This email draft is ready to copy-paste and send to the counterparty. No more staring at a contract wondering what to push back on.

Demo 2: Full Pipeline with the Demo Script

The project includes a PowerShell demo script (demo.ps1) that runs the complete pipeline — analyze both versions, then compare:

.\demo.ps1 -Baseline .\baseline.pdf -Revised .\revised.pdf

This executes 3 steps automatically:

Step 1: Analyze the baseline contract → produces risk scores, missing protections, negotiation draft
Step 2: Analyze the revised contract → same analysis on the new version
Step 3: Compare both → generates a delta report

Comparison Output:

╭─────────────────── Comparison ───────────────────────╮
│ Baseline: baseline.pdf                                │
│ Revised: revised.pdf                                  │
╰──────────────────────────────────────────────────────╯
╭─ Baseline Risk ─╮ ╭─ Revised Risk ─╮ ╭─ Risk Delta ─╮
│       17        │ │       17       │ │      +0      │
╰─────────────────╯ ╰────────────────╯ ╰──────────────╯
╭─ Baseline Leverage ─╮ ╭─ Revised Leverage ─╮ ╭─ Leverage Delta ─╮
│         60          │ │         60         │ │        +0        │
╰─────────────────────╯ ╰────────────────────╯ ╰──────────────────╯

The comparison engine uses smart clause matching (70% title similarity + 30% text similarity) to pair clauses across versions and flag:

NEW_RISK — new high-risk clauses or risk increases ≥20 points
EXPANDED_LIABILITY — new liability expansion language detected
EXTENDED_NON_COMPETE — duration increases (parses days/months/years)

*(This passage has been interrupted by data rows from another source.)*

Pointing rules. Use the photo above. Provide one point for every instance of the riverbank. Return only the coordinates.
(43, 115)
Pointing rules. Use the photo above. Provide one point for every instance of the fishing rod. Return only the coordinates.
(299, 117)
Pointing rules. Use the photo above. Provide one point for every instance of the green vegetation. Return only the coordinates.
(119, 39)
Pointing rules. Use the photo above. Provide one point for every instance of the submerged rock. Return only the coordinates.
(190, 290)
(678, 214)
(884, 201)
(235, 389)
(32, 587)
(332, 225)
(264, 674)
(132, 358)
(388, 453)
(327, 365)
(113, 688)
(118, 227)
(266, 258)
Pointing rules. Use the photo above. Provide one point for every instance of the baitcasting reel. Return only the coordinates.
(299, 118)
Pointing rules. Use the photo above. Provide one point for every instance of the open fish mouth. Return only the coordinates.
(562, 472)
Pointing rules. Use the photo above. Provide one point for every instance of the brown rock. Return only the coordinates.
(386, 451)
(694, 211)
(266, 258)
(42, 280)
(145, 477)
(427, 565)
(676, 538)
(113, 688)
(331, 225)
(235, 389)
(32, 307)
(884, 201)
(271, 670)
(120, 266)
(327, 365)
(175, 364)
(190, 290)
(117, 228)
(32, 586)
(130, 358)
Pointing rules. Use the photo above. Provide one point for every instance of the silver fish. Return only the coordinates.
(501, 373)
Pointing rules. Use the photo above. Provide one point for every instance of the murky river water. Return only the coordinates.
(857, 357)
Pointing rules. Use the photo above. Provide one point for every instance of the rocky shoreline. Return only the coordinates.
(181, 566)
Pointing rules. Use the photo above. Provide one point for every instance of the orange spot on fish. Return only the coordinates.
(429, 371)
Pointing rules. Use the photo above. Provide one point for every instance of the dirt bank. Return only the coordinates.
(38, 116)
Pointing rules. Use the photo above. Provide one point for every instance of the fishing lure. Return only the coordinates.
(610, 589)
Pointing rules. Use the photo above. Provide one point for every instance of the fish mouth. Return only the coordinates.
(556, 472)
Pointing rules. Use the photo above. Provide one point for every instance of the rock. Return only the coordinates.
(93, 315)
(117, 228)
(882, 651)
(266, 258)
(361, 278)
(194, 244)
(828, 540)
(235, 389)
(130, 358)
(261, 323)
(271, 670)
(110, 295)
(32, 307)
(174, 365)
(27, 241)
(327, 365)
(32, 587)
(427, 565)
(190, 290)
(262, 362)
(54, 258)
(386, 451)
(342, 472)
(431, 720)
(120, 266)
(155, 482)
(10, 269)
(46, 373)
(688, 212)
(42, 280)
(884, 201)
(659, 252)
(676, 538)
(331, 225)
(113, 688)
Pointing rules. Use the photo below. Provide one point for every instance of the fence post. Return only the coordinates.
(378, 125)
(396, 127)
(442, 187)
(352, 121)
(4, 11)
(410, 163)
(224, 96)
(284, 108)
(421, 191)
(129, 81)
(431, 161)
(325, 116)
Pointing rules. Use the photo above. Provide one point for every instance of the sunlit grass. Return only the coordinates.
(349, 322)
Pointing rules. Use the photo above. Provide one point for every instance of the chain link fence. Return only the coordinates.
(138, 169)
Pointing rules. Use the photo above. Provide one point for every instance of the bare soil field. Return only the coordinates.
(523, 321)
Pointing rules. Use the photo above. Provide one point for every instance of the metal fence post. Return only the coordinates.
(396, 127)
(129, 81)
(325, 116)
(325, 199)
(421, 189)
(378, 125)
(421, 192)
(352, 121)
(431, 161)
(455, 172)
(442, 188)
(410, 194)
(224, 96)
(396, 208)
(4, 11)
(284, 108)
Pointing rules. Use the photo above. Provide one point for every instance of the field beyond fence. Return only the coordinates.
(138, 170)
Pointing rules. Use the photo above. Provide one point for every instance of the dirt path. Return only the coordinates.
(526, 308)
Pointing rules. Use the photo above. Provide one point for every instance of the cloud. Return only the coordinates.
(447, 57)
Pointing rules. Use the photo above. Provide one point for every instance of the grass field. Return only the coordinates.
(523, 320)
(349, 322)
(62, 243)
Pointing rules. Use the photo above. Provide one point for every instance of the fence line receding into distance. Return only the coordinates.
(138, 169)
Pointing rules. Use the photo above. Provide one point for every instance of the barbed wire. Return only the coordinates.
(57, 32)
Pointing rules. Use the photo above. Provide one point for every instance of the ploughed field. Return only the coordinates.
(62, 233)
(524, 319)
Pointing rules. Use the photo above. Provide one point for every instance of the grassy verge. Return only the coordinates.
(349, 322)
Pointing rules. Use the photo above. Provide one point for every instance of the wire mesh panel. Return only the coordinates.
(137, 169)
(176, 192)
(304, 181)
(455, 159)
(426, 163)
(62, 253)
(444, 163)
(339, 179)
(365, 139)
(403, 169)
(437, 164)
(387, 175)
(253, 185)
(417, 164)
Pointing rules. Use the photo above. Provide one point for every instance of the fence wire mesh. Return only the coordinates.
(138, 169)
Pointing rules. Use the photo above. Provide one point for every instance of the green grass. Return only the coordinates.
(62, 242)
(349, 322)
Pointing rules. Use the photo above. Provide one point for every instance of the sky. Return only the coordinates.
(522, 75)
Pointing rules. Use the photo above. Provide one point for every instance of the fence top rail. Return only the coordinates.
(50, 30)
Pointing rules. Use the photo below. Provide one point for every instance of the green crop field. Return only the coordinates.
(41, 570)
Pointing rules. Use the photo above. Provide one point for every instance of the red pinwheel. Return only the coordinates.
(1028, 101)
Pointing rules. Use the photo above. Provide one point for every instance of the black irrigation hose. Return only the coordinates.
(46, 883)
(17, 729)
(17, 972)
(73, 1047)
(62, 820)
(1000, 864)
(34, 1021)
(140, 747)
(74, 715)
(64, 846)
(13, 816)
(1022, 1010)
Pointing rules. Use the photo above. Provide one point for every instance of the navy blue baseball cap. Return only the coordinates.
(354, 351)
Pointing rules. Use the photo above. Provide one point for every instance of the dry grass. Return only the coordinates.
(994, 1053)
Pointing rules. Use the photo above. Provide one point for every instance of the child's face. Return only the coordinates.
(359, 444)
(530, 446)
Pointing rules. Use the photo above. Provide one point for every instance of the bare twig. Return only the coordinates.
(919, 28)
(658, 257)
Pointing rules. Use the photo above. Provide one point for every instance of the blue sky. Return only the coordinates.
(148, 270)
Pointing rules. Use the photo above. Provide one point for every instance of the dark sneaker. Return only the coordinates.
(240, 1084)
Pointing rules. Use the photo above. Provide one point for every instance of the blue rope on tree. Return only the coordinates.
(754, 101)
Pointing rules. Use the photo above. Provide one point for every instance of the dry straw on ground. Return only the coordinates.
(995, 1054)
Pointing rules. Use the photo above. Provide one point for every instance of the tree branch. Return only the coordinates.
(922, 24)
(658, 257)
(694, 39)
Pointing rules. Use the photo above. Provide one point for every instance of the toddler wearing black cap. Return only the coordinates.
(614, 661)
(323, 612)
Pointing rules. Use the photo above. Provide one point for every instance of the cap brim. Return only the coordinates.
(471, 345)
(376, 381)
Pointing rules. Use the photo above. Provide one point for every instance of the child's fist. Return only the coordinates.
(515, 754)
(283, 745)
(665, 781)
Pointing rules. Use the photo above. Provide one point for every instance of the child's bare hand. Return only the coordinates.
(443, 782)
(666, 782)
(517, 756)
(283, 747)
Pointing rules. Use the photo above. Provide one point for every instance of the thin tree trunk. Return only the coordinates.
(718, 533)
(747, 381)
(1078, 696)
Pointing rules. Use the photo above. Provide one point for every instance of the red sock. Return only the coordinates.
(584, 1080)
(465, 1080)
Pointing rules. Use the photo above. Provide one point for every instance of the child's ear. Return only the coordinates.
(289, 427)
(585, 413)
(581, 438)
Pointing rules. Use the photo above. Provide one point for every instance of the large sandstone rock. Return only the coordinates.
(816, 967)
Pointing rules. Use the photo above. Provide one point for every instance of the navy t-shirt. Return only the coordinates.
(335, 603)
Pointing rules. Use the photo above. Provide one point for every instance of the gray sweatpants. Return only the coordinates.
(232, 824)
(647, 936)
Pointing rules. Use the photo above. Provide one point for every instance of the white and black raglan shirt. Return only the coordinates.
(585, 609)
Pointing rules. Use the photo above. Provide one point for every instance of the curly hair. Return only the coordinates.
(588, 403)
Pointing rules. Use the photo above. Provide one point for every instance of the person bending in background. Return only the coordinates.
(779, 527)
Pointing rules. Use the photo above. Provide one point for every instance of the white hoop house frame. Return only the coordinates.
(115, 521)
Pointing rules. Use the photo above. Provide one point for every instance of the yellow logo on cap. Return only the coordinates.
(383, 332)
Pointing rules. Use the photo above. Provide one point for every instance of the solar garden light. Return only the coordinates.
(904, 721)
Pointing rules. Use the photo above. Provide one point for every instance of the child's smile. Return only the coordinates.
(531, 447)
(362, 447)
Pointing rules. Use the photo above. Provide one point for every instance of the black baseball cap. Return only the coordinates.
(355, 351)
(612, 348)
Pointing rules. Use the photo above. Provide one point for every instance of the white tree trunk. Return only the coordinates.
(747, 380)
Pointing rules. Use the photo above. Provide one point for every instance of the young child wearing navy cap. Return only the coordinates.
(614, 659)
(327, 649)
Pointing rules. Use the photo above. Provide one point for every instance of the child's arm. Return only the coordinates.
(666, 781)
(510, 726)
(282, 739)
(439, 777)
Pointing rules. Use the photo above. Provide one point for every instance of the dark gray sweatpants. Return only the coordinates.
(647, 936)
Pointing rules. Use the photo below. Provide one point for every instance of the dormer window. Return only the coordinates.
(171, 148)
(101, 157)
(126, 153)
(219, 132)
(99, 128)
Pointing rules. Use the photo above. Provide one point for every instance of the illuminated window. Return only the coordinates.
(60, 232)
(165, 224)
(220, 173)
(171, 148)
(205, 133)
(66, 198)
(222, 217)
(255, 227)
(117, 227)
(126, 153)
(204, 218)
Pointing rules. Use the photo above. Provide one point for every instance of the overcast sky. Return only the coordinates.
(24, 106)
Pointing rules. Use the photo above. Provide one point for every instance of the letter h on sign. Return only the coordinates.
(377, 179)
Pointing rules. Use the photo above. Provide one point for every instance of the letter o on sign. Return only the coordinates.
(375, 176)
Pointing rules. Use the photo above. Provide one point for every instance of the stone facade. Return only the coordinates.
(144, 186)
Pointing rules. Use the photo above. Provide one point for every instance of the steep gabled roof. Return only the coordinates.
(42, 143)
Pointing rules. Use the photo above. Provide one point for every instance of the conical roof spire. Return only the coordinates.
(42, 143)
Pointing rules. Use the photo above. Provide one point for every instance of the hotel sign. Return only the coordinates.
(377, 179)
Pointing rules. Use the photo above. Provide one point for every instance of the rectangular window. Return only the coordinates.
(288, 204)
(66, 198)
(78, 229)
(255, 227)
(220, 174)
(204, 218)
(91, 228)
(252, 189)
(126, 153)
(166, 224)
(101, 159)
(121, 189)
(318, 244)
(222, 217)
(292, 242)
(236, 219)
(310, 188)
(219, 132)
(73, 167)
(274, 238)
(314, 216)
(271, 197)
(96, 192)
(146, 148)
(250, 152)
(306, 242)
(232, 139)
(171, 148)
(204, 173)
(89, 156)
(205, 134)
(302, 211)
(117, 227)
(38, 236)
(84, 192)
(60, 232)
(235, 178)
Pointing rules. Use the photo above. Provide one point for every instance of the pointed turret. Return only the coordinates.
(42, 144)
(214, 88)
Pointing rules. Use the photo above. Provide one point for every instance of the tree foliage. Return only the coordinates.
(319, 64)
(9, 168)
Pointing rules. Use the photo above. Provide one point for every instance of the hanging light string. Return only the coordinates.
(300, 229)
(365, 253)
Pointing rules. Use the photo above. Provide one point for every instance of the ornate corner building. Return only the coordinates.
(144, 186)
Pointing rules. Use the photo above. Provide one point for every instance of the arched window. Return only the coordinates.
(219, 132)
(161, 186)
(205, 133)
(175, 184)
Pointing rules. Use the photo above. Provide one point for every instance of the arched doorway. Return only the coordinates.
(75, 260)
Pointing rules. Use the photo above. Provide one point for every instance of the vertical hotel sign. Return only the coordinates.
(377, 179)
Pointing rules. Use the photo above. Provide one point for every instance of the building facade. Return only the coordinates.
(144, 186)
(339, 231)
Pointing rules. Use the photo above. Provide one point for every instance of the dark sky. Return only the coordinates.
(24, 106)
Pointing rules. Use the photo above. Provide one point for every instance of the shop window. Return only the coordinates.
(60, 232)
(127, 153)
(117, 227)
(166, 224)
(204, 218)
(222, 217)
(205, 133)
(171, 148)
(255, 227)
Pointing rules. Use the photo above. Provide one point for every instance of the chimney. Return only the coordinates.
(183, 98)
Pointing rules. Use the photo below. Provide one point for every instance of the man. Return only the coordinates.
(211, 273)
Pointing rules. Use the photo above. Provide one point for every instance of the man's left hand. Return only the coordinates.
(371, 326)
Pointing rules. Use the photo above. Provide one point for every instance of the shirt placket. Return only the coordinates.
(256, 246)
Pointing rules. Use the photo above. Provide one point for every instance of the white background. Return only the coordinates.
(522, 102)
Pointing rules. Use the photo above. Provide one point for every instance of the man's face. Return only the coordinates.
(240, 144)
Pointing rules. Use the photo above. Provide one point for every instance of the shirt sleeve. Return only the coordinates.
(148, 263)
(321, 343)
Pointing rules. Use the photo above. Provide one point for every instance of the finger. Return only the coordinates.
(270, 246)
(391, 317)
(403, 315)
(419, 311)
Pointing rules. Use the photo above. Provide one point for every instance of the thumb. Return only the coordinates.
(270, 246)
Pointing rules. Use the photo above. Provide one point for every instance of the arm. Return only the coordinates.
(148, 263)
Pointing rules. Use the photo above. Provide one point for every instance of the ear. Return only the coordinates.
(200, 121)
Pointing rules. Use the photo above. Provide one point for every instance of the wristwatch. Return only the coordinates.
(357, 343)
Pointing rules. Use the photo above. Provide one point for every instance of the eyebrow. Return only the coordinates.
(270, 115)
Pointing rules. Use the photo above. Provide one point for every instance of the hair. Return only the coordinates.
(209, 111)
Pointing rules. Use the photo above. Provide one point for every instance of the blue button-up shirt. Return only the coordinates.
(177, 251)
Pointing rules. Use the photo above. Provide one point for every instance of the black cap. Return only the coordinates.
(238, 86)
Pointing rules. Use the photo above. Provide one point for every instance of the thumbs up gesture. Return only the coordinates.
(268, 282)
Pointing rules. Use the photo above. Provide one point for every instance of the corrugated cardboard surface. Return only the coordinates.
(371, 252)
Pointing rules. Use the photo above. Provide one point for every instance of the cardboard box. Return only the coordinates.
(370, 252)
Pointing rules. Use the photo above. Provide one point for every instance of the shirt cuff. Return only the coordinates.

Demo 3: JSON Artifact Export

Every analysis produces structured JSON artifacts for downstream workflows:

python -m realitycheck_cli analyze .\contract.pdf --json-output .\artifacts\contract.analysis.json

{
  "summary": {
    "overall_risk_score": 40,
    "power_imbalance_score": 41,
    "ambiguity_index": 5,
    "protection_coverage_score": 15,
    "leverage_index": 54,
    "missing_protections": [
      "payment_timeline",
      "cure_period",
      "liability_cap",
      "breach_notification_window",
      "ip_retained"
    ]
  },
  "negotiation_email": "Subject: Proposed revisions for contract..."
}

Each clause includes its category, risk score, risk level, signals, rewrite suggestion, and negotiation points — fully structured for integration into legal tech workflows, dashboards, or review pipelines.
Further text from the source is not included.